Beach - Baumes-Feres |
The second tunnel you enter is the Tunnel du Baou at 670
meters long. Shortly after you enter (about 250 meters) there is a window cut
in to the rock which lets you access the Baume aux Pigeons.
One of the tunnels |
At the end of this last tunnel you will be able to see the
Couloir Samson car park. Follow the path up to it then at the car park cross to
the far left corner to continue up to Pointe Sublime. Be aware one of the
signs was broken near the top of the trail but it should point left to the
Pointe.
Getting there:
You can take two cars with you to travel between the two,
there is a bus shuttle service that runs a few times a day, or you can call a
local taxi company. As a final alternative, if you are a really keen hiker, you
can make a 2-day loop out of it. If you can only do 1-day however, I would
advise doing the ‘public transport’ first ie. Park at Pointe Sublime and take
the shuttle bus to the Chalet then hike back at your leisure knowing your car
will be waiting at the end.

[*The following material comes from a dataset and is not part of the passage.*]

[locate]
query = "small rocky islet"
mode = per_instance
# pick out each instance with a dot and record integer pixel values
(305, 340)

Ie. Take the 8.45am navette to Chalet de la Maline
and start walking at 9.20am.
The shuttle times for 2018:
Operates every day from 1st July – 18th
September. The grey times are only from 13th July – 20th
August. Also runs weekends and bank holidays from 21st April – 30th
June. Ticket price €6 for Pointe Sublime to Chalet de la Maline
Taxi services: Taxi
Verdon - 06 68 18 13 13 – it is advisable to book a day in advance. Indicative
pricing for a one-way journey between Pointe Sublime and Chalet de La Maline:
- · Monday – Friday: €33 (for 1-3 pax), €44 (for up to 8 pax)
- · Sunday / Bank holidays and 7pm – 7am: €48-58
Staying at Chalet de la Maline:
We opted to do a two-day loop hike, parking at Rougon and hiking to the Chalet de la Maline, where we spent the night – the refuge is a fantastic place to stay and the food was exactly what weary hikers needed. Highly recommended.